Singapore Airlines (SIA) reported a 57.4% decline in full-year net profit for the year ending March 31, 2026, to S$1.18 billion (US$927 million), exceeding analyst estimates of S$1.08 billion despite the large drop [1, 2, 3, 4, 5]. The profit fall was mainly due to widening losses at associate Air India, where SIA holds a 25.1% stake, combined with disruptions from the Iran war and airspace closures in the Middle East that drove jet fuel prices sharply higher [1, 2, 3, 4, 5].
Air India recorded a loss of about US$2.8 billion (S$3.56 billion) in 2025/26, its largest since acquisition by Tata Group in 2022, according to multiple sources, though one source cited a loss just over US$2 billion, introducing some uncertainty [3, 6, 5]. The Middle East conflict, including the closure of the Strait of Hormuz, caused jet fuel prices to more than double and severely limited airspace availability, forcing Air India to cut about 27% of its international flights during the peak summer period to destinations across North America, Europe, Australia, and Asia [3, 4, 7, 5].
SIA's own operations remained strong despite the external pressures. Its operating profit rose 39% to S$2.375 billion, supported by a 5% increase in total revenue to a record S$20.52 billion as passenger traffic reached 42.4 million for the year [2, 3, 4, 5]. However, fuel cost increases amounted to S$5.168 billion pre-hedging, and fare increases have been unable to fully offset rising fuel expenses, SIA said [3, 5]. The full impact of elevated fuel prices is expected to appear in the next fiscal year given lagged fuel contract pricing [3, 4, 8, 5].
SIA plans to expand capacity further in 2026/27 by adding six aircraft, targeting Europe among other regions as it reroutes passengers around Middle East hubs affected by ongoing airspace restrictions [8]. The group reaffirmed its commitment to its 25.1% Air India stake, calling the turnaround a "long and difficult battle" with "no shortcuts" and emphasizing the investment's role in its multi-hub strategy [3, 8].

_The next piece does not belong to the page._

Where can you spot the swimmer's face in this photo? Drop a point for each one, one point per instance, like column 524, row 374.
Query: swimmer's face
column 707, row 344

Total dividends announced for 2025/26 were 37 Singapore cents per share, including a 10-cent special dividend, with similar special payouts expected over the next two years [4, 8, 5]. SIA cut its employee bonus to 5.7 months from 7.45 months in the prior year, reflecting the challenging environment [4]. Meanwhile, the Indian rupee hit record lows against the US dollar amid inflationary pressures from higher aviation fuel import costs linked to the Middle East conflict [7].
The outbreak of the US-Israeli war on Iran in late February 2026 and the closure of the Strait of Hormuz marked a turning point, triggering a spike in jet fuel prices and airspace restrictions that affected performance across the sector [3, 4, 7, 5]. SIA's board plans to propose a final dividend payout including the special dividend on August 28, 2026 [4].